Philadelphia Phillies Have Positive Elements Within Their Early Game
The Philadelphia Phillies haven’t started the 2013 season in fine fashion, but there are a number of positive points that can be made about this team.
After dropping the 2011 National League Division Series, it was fair to wonder what the future might bring. Last spring a variety of injury issues foreshadowed what became a lost season.
A winning era doesn’t end with one down year. So, the 81-81 record that Charlie Manuel’s team produced in 2012 could become a blip on the diamond radar if he can lead his Philly boys of summer into a renewed fall campaign. There have been some encouraging signs in that regard, despite the team’s sub-.500 record through late-April.
The team’s fielding percentage (.986) ranks fifth in the National League and their 1.24 WHIP mark ranks seventh in the NL.
Hitting remains a challenge, as the Phillies’ collective .678 OPS mark reveals. Their twelfth-ranked offense (in that NL category) must improve if a playoff run is to take place.

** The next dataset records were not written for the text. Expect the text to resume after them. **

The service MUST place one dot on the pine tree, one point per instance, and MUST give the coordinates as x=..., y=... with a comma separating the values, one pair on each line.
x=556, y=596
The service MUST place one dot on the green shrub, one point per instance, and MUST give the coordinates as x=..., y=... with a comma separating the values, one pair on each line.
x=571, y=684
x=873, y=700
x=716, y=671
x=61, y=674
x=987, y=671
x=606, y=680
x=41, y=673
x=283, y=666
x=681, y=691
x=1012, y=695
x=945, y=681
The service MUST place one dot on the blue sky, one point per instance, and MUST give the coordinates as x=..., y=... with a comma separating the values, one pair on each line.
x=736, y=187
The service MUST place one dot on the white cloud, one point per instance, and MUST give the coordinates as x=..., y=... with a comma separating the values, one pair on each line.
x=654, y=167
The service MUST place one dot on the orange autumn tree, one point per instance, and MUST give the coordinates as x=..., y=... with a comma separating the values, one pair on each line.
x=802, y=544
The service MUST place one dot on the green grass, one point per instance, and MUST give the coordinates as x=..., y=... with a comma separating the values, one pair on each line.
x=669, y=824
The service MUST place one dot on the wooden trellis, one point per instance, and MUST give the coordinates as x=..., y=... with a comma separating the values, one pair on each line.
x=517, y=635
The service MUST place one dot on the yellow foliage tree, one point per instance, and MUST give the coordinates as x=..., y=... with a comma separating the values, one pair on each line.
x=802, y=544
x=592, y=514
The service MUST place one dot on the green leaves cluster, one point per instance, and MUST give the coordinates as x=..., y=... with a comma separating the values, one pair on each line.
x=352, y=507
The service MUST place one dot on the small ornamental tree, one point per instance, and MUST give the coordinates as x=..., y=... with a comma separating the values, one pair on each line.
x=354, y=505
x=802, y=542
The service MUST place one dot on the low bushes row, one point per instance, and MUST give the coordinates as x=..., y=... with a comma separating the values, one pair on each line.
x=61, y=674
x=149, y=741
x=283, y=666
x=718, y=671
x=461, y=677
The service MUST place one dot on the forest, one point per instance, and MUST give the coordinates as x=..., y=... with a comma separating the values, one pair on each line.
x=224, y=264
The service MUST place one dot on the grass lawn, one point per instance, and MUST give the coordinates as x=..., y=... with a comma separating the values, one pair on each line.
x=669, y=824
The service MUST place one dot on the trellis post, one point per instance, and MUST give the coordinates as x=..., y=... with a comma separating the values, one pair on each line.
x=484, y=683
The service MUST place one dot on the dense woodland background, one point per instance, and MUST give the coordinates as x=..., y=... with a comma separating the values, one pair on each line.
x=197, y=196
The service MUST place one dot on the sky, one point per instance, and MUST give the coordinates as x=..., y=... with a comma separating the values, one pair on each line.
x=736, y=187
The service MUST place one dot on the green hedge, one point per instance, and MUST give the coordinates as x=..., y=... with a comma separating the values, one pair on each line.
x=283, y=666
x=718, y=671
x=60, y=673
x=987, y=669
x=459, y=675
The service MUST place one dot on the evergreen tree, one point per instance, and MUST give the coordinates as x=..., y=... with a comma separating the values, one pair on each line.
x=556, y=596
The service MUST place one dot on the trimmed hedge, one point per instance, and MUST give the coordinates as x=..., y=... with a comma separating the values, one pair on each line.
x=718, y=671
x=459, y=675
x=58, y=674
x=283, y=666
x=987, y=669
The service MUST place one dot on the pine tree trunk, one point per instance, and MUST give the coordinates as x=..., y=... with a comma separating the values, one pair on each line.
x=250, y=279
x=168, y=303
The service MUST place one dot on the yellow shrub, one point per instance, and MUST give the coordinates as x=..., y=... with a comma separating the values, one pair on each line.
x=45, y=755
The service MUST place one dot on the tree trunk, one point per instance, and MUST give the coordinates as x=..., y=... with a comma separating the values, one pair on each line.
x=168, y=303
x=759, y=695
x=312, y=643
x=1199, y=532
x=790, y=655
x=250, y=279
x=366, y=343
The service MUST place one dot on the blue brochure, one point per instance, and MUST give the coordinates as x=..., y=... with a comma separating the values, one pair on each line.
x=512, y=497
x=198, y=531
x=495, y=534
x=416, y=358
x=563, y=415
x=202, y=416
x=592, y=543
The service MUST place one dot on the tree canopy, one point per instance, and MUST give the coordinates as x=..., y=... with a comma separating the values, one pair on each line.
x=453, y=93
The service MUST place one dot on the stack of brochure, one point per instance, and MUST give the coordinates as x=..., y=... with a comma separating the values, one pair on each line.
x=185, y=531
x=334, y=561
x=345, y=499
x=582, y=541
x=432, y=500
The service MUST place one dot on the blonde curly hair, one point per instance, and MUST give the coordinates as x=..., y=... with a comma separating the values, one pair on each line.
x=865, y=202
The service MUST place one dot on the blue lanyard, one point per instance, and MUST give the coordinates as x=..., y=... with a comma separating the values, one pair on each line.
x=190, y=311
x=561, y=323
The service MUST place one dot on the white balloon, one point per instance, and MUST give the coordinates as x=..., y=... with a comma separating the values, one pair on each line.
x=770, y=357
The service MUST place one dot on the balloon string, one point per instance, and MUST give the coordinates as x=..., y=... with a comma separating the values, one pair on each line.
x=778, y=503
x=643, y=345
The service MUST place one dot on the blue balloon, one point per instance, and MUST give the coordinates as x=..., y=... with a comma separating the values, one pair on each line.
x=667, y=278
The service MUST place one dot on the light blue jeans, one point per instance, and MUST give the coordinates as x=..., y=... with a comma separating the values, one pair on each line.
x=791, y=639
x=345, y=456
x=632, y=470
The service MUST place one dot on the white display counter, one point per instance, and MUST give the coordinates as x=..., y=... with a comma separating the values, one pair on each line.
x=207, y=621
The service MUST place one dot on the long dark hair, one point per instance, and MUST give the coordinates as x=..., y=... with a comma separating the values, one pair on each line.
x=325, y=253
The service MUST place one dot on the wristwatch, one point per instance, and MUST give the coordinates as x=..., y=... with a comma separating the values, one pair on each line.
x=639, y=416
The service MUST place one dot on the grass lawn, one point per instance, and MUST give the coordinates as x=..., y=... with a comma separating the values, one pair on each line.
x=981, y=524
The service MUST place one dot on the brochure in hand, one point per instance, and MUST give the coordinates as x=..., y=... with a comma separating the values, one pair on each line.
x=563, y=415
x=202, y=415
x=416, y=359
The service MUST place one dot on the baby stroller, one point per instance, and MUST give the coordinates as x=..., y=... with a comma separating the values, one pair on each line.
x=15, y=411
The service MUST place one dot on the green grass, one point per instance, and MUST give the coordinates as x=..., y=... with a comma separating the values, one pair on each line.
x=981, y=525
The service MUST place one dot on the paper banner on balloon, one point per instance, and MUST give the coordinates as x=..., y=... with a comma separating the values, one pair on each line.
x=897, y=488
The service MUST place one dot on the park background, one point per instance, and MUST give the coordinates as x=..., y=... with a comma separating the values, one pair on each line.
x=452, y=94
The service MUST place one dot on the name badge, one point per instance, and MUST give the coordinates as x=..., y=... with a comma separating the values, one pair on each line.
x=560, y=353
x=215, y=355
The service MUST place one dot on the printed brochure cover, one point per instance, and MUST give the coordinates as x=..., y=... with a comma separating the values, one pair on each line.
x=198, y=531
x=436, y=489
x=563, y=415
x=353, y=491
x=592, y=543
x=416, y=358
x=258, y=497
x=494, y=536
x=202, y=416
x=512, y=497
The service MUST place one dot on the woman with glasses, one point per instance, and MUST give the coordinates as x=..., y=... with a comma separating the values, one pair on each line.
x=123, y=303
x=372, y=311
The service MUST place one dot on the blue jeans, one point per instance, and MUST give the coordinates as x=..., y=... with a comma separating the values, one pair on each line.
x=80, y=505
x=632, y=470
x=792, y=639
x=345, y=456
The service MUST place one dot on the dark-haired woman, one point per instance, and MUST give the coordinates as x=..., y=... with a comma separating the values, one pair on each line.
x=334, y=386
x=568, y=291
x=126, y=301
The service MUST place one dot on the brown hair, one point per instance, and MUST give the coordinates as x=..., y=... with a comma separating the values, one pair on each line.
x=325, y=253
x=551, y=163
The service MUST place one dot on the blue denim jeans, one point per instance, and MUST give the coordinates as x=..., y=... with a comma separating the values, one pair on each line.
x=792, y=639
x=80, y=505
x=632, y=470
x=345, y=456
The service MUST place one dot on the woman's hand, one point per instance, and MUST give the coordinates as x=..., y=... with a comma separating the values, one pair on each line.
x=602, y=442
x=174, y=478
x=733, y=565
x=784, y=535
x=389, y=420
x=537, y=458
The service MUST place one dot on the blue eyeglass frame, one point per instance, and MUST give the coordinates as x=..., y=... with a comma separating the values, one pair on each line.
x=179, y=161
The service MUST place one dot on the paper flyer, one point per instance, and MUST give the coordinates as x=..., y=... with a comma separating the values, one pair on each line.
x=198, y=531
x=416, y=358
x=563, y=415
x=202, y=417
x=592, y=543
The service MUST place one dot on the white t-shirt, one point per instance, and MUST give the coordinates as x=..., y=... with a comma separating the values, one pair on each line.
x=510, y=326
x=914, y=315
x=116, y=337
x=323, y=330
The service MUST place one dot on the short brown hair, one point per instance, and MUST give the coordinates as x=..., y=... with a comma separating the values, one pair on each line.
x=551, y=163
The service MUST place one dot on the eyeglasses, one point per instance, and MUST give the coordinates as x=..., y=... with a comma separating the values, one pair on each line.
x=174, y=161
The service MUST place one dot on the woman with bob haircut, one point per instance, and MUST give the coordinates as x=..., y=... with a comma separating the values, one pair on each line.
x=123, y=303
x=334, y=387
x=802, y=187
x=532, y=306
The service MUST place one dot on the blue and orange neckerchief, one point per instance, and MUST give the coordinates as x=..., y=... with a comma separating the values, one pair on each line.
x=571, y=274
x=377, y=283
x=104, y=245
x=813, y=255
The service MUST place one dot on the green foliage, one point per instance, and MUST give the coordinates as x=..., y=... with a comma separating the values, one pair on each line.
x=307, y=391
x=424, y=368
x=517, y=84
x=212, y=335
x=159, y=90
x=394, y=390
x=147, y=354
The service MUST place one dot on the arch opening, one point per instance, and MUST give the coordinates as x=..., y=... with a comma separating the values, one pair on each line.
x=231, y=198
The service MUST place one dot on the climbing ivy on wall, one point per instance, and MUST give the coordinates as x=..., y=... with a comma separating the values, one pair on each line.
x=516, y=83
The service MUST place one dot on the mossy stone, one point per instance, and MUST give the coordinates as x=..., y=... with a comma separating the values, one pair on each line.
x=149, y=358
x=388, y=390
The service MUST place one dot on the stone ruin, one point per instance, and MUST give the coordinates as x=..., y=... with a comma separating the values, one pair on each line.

Chase Utley is moving well in the field. While he’s never been a gold-glover, number 26 continues to handle his position well. The future of the greatest double-play combination in team history (Utley and Jimmy Rollins) isn’t secure beyond this season. But, as of now both men still look good up the middle.
Utley’s team-lead in numerous offensive categories isn’t totally surprising, as his heart has always remained healthy.
Michael Young’s bat has been as advertised and he’s only made one error so far. No one expects him to be Scott Rolen in his prime, or Placido Polanco in his better days. The new third baseman’s main purpose is to help balance the middle of the Phillies’ batting order and he’s delivered in that regard.
Other than some fine early efforts by the bench, every other regular (or semi-regular) must improve offensively.
Cliff Lee and Kyle Kendrick have been steady so far. Cole Hamels has started slowly, while Roy Halladay’s game has sharply improved lately. ‘Doc’ has a reduced capacity, but seems to be learning how to pitch with what he’s got left.
Jonathan Papelbon has kept on chugging this year, while Antonio Bastardo looks like the excellent 2011 version of himself.
Mike Adams was effective for the first few weeks of the season, but has developed some health issues. Hopefully his issues are minor matters, because his consistent eighth inning presence is vital.
It would be foolish and historically naive to view April’s won-loss record as less important than any other month’s work. The Phillies haven’t been great to-date, but it’s still reasonable to be realistically hopeful about the 2013 season.